A figure rose from the snow where he had buried himself, appearing like a ghost rising from a grave. He stood in the canyon just a little above the upper chute. He had probably decided to wait for us to come out of the tunnel, then kill us both and take the timestone for himself. When we came out without the stone, he changed his plans and decided to fetch it himself. Why risk a fight unnecessarily?

He began climbing the chute. Distance made him appear like a bug crawling up a wall. There was no way we could reach him in time to keep him from making it up the tunnel.

“Who?” Grychn asked.

“You should know.”
You brought him here.

“Kramr.”

“Who else?”

“Then he’s won.”

“Maybe.”

Images began to reveal themselves.

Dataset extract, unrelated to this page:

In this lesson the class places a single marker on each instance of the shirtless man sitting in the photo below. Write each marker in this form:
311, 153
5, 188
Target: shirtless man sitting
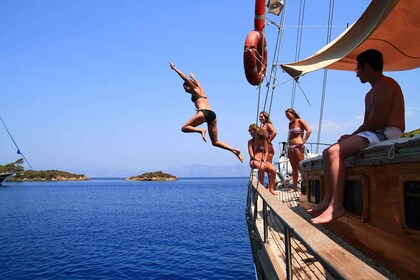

Truth unraveled from a kaleidoscopic weave. I knew what had to be done. There was no other choice. There never had been.

Grychn guessed the same truth. But then she’d known it all along. She emptied a clip at the climbing bug. Bright pulsar quanta flashed up the canyon and into the ice chute. Ice puffed into vapor, enclosing the climber in a cloud of steam that coalesced into a filigree of hoarfrost. He shook off the tendrils of ice and began climbing again. Grychn sprayed another clip in his direction. Again he was not hit. The distance was too great for the accuracy of an assault rifle. I might have been able to hit him if I’d taken a careful rest. But there wasn’t time for that. And there was an easier way to take care of both Kramr and the timestone.

I took the rifle from Grychn and pulled my one minimissile from my ammo pouch. I loaded the rifle, then took careful aim. I had all the time in the world, while a bug clambered up to its burrow, slow and lazy.